REVIEW: The Day The Earth Stood Still

Saturday, December 13 by

I was listening to an episode of This American Life where the break down step-by-step what has happened in the financial markets over the past few months that has made hoards of analysts and traders literally shit their pants. Check it out, it’s mind blowing. The idea that our markets would just freeze up and stop working is something that trusted names in economics are saying is a reality.  The consequences would be disastrous. Companies would stop making stuff. Millions of people would lose their jobs.  Industrial food production would grind to a halt. We could potentially see a mini-apocalypse as chaos spread around the globe.  And what brought on end of days? Terrorists? Nuclear mutual annihilation? Plague? Nope: friggin home loans.
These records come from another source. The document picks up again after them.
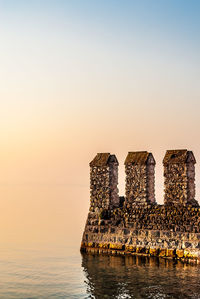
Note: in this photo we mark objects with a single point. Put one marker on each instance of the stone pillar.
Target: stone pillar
(179, 177)
(103, 182)
(140, 178)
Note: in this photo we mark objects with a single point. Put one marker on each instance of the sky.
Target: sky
(81, 77)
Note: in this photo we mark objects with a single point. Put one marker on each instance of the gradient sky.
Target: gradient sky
(81, 77)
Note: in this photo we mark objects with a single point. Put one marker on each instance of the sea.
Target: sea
(40, 255)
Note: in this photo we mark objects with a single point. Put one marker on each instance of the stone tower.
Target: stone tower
(140, 178)
(179, 175)
(103, 182)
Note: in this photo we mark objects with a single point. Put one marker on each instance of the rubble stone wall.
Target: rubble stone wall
(136, 184)
(175, 183)
(191, 182)
(99, 188)
(167, 231)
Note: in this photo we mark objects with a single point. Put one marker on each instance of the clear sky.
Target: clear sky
(80, 77)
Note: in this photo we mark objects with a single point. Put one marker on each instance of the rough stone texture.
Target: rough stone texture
(156, 230)
(103, 183)
(179, 174)
(140, 178)
(136, 224)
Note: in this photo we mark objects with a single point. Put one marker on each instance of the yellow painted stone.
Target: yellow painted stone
(171, 253)
(116, 246)
(162, 252)
(180, 253)
(154, 251)
(104, 245)
(130, 248)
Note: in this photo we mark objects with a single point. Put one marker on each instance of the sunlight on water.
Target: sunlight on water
(40, 258)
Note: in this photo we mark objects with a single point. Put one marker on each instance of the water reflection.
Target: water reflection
(139, 277)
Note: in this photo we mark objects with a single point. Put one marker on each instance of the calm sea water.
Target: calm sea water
(65, 273)
(39, 254)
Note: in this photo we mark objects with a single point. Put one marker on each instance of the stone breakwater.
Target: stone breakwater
(136, 224)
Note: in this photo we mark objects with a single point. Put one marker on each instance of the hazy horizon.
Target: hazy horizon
(83, 77)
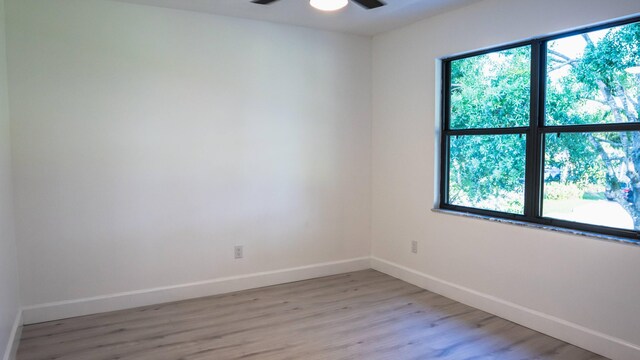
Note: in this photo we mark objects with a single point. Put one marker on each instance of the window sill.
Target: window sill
(540, 226)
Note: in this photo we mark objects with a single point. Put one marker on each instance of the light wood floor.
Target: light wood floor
(363, 315)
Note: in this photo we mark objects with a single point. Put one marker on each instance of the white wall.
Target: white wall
(588, 282)
(9, 304)
(148, 142)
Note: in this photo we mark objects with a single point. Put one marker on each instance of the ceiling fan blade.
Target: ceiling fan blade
(370, 4)
(263, 2)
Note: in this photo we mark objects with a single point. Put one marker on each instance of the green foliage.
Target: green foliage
(560, 191)
(487, 90)
(485, 173)
(593, 86)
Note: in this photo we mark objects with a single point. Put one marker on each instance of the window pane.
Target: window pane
(491, 90)
(594, 78)
(487, 172)
(591, 178)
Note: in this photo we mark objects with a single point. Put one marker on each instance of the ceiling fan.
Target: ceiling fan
(332, 4)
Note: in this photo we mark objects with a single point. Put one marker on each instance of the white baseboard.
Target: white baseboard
(14, 339)
(589, 339)
(127, 300)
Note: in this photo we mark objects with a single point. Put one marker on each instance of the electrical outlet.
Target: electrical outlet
(238, 252)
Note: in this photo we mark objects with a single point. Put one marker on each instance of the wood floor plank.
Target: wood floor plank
(361, 315)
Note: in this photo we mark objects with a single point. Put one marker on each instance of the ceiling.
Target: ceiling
(352, 19)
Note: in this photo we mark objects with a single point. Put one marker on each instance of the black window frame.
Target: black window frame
(534, 132)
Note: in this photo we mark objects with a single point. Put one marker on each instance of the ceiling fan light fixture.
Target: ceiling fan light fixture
(328, 5)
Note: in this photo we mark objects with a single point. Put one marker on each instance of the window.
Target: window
(547, 131)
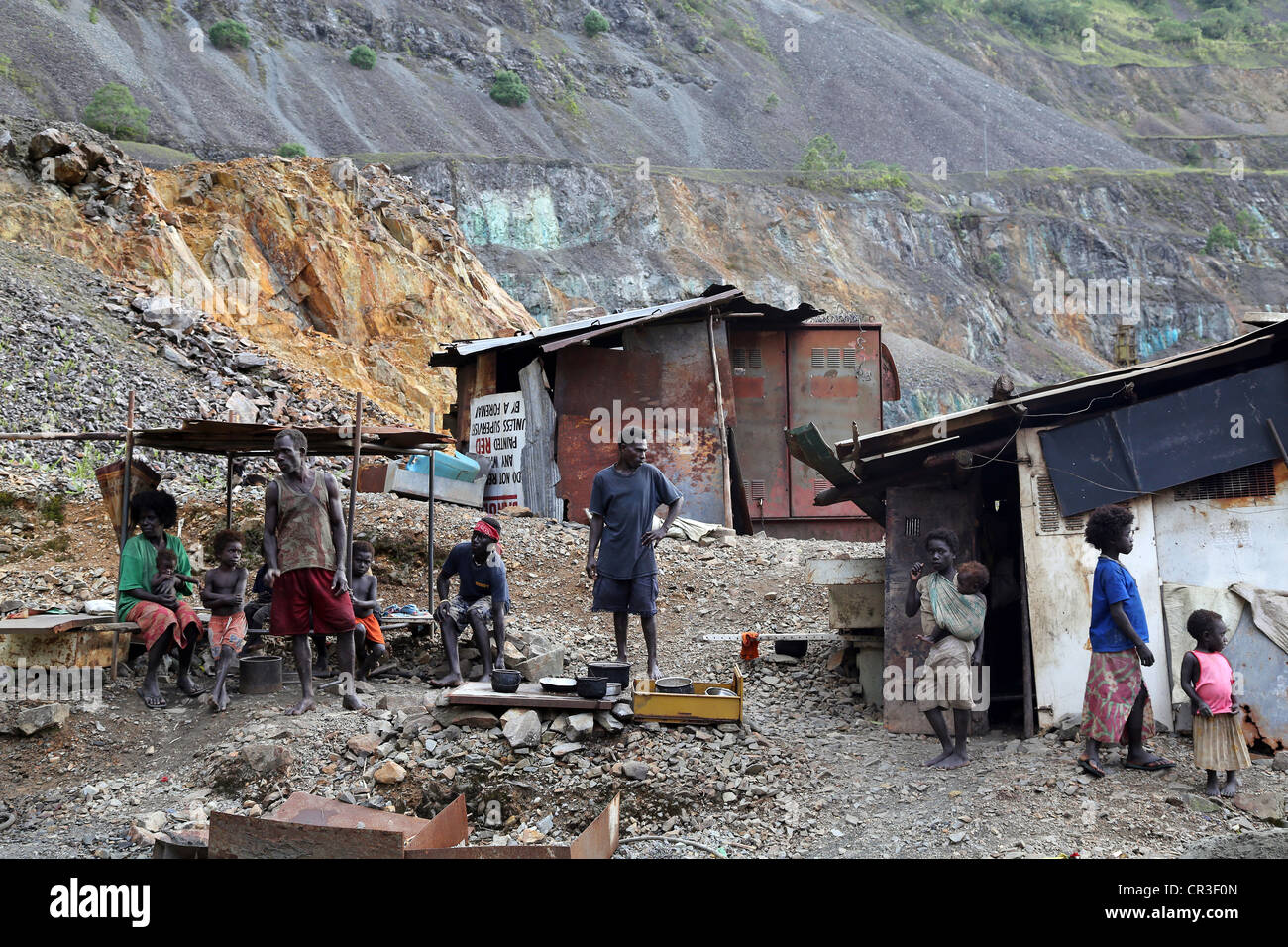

Anyway, my point is this. It confuses the shit out of people that our economy could be ground to a halt by a few assholes on Wall Street getting together and betting on bad house debt. And I’m just going to throw it out there that one of the reasons that its so confusing is that we have not made a movie about it. The Day The Earth Stood Still is yet another movie in the vein of near misses in a head on with the Apocalypse that helps keep us all ready for the big one.  It has the same sensibility as The Day After Tomorrow. But this time, it’s wrapped in a moral lesson: if you don’t start hugging trees in exactly 72 minutes, the aliens are going to come in giant novelty lightning ball ships and take it all away from you, because you didn’t treat it right. A plant is privilege, not a right.  It’s basically Deep Impact meets Independence Day meets Fern Gully. But with Neo from the Matrix

Al Gore would TOTALLY approve of the message, if it weren’t expressed in such atrociously expositional dialogue. The first hour of the movie consists of conversations that fill in everything you need to know, but don’t really need to know because you’ve seen every single character before in 19 other movies.  Some of the dialogue is so forced that it makes you giggle a little bit. Kathy Bates is a bizarre choice for her role as Secretary of State—both hard to look at and hard to hear talk. The only positive part of the movie comes in the form of a plague of nanobot locusts that tear shit up for a while.

Like all of these types of movies the ultimate resolve is somehow contingent on an emotional decision.  Saving the plant becomes a matter of loving a child, or finding a spouse. In this case it’s about convincing Keanu that the human race is worth loving.  I agree. It totally is. But unfortunately, this movie isn’t.